Well, I notice this is December First and if I am to write one haiku every day in December I have another quarter-hour to do so. But first, this. I was thinking about painting Christmas greetings, a few years back, but found I really like photographs better. But this watercolor has a certain riotous quality I like.
she keeps asking me what
I want for Christmas
There, only 30 haiku to go. Still thinking about a resolve for next year. It should probably be something about the body. But I am thinking about a sketch a day. Tonight I found a cute little sewing machine on Craigslist, and have sent owner an email, There are TONS of sewing machines on Craigslist in case that doesn't pan out and the prices are much better than on eBay. While I was there I looked at some sets of china that people had inherited from grandmothers. One family even had grandmothers from both sides and a great-grandmother. It made me a little sad looking at all these dishes that were saved for later. Most sets were complete with no signs of wear. Only one had a lot of broken pieces. Many patterns were tiny florals in washed out colors. It definitely made me sad, like a metaphor for the passing of time.
In the perfect, perfectly small book INSPIRED NOTES; poems of Tomas Transtromer,
tramslated by John F. Deane, I found this winter poem from Sweden on pages 45 and 46.
Here is your link about Svalbard; it's very far NORTH.
In the dark hotel a child is sleeping.
Outside: the winter night
where the great-eyed dice are rolling.
An elite of the petrified dead
in Katarina Churchyard
where the wind shivers in its armour from Svalbard.

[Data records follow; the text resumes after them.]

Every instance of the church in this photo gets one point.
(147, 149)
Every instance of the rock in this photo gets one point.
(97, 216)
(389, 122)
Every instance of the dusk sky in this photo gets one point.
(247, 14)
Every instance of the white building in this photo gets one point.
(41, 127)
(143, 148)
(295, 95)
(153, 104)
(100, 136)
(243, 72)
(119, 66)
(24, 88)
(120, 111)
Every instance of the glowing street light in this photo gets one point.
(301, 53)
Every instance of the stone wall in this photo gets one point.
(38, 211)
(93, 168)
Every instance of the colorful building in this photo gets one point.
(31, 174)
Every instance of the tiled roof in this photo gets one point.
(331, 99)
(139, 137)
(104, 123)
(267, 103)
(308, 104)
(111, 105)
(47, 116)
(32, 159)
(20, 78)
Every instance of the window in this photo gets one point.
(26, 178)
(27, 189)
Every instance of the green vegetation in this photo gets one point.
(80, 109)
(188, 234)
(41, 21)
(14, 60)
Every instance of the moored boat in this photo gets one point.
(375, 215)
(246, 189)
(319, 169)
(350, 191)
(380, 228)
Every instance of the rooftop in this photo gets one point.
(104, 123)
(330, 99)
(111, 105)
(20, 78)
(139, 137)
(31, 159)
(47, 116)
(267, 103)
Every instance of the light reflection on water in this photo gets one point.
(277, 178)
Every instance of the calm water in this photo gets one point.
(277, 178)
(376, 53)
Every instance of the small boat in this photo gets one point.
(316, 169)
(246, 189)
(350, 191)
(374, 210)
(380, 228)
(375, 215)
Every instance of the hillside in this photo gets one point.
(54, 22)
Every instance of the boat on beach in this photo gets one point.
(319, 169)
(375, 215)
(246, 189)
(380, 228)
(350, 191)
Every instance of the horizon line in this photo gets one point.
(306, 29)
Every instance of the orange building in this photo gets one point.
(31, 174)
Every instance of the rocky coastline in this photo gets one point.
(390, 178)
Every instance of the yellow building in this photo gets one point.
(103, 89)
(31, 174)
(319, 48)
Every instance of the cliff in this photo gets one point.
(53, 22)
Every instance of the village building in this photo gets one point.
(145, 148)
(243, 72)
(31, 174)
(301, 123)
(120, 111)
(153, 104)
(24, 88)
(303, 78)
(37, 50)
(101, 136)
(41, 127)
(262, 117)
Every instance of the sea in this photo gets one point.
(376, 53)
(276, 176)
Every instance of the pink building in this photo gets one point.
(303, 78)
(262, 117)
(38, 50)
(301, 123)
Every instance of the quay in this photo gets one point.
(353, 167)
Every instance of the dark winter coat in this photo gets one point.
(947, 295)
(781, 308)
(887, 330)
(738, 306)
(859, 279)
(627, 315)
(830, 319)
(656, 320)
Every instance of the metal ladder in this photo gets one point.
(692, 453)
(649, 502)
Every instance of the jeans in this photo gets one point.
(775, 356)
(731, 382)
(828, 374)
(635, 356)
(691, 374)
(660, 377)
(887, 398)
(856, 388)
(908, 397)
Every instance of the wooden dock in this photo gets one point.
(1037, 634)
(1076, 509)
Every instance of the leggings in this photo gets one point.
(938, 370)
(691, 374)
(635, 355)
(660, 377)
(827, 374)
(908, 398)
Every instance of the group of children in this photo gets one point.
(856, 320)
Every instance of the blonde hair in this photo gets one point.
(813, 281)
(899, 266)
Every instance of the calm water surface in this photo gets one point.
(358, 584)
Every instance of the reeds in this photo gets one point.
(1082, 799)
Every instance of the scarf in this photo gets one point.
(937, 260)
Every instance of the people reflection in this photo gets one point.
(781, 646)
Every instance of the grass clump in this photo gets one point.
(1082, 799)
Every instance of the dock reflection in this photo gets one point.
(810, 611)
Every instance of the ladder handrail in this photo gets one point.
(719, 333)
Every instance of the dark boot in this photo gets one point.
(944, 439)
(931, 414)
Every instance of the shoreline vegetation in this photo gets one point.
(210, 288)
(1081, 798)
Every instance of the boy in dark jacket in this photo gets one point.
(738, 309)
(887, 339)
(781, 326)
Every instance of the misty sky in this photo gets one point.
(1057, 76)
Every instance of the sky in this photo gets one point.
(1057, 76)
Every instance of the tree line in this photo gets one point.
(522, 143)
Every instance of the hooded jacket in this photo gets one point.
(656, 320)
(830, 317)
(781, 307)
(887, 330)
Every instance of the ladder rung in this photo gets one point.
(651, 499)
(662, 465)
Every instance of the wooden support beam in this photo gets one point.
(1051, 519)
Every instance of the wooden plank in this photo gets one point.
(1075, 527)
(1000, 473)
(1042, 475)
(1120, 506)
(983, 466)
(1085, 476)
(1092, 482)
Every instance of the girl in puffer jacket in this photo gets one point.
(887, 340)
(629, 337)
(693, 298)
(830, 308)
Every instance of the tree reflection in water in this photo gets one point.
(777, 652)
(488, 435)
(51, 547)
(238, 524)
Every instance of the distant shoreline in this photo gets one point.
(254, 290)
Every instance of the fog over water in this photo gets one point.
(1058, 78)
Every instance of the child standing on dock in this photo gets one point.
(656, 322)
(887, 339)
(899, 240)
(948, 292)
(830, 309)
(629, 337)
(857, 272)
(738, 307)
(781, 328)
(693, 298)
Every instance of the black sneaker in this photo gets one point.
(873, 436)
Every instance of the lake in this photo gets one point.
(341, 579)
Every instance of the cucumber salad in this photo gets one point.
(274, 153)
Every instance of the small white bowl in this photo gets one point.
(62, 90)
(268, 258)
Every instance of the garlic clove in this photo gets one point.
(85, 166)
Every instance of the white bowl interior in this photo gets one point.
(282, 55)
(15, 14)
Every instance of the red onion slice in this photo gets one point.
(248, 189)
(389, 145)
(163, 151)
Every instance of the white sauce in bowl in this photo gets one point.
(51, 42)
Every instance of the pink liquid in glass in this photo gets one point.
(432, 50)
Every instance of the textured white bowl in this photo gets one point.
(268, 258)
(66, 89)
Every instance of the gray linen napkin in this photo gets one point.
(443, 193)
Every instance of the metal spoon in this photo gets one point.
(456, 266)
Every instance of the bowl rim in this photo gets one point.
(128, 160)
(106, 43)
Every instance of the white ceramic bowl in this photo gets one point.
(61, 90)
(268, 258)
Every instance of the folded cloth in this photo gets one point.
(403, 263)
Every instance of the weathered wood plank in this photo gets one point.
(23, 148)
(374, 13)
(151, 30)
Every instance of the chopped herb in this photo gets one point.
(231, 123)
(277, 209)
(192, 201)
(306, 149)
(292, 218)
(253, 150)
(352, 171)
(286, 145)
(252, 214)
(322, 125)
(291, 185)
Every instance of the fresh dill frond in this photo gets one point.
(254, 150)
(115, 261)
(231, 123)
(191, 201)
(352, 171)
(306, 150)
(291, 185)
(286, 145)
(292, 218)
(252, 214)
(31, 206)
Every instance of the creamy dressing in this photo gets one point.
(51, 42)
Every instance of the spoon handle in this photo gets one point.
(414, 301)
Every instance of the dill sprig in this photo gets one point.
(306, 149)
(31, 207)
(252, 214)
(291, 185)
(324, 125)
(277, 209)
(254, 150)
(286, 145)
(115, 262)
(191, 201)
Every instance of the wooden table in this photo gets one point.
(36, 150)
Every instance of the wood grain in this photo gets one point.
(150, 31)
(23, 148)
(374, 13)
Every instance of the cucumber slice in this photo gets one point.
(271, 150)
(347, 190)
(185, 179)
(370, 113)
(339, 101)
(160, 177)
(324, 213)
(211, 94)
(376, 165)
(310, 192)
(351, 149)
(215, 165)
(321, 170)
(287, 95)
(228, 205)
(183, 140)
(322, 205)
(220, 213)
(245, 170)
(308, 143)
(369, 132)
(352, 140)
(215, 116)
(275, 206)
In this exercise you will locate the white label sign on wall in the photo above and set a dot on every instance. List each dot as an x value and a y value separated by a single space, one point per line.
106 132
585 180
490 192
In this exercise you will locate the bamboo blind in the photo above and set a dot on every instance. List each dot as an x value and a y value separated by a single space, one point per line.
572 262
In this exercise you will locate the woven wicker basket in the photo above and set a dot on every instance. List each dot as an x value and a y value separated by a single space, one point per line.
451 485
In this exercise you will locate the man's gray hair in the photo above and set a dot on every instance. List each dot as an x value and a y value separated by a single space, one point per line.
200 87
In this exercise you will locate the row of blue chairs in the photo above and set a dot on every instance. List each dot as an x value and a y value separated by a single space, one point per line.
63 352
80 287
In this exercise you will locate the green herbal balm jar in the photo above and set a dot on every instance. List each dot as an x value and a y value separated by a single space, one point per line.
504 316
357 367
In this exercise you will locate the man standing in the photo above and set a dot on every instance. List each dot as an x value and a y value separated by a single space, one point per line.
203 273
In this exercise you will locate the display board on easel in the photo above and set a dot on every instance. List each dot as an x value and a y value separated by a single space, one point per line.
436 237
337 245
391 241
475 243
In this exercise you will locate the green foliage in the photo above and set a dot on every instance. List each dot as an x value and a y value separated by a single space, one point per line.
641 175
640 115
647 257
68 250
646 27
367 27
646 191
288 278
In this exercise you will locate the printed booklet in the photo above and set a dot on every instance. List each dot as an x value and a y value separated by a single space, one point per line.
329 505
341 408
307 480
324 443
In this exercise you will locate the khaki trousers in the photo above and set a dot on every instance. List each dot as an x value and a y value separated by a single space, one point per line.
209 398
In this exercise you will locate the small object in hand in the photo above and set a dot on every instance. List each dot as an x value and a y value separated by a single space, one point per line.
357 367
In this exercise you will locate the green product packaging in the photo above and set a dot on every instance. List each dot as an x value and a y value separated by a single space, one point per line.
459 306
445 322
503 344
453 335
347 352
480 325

A winter of war where I lay ill
grew an immense icicle outside the window.
Neighbour and harpoon, memory without explanation.
Ice hangs down from the edge of the roof.
Icicles: the Gothic, turned upside down.
Abstract cattle, udders of glass.
On a side track an empty railway wagon.
Journeys in its claws.
Night snowhaze, moonlight. The jellyfish of the moon
floats above us. Out smiles
as we head homeward. Avenue bewitched.
---Tomas Transtromer (Nobel Prize for Literature, 2011)
There is enough in this short poem to think about for weeks. Slow down and take it a phrase at a time. The icicles, the railway car, the moonlight and the cold, cold, cold. I hope to catch something very wintery in the December haiku I hope to write. And now to bed on the first night of the last month of this 21st Century year. Sleep tight; sleep warm.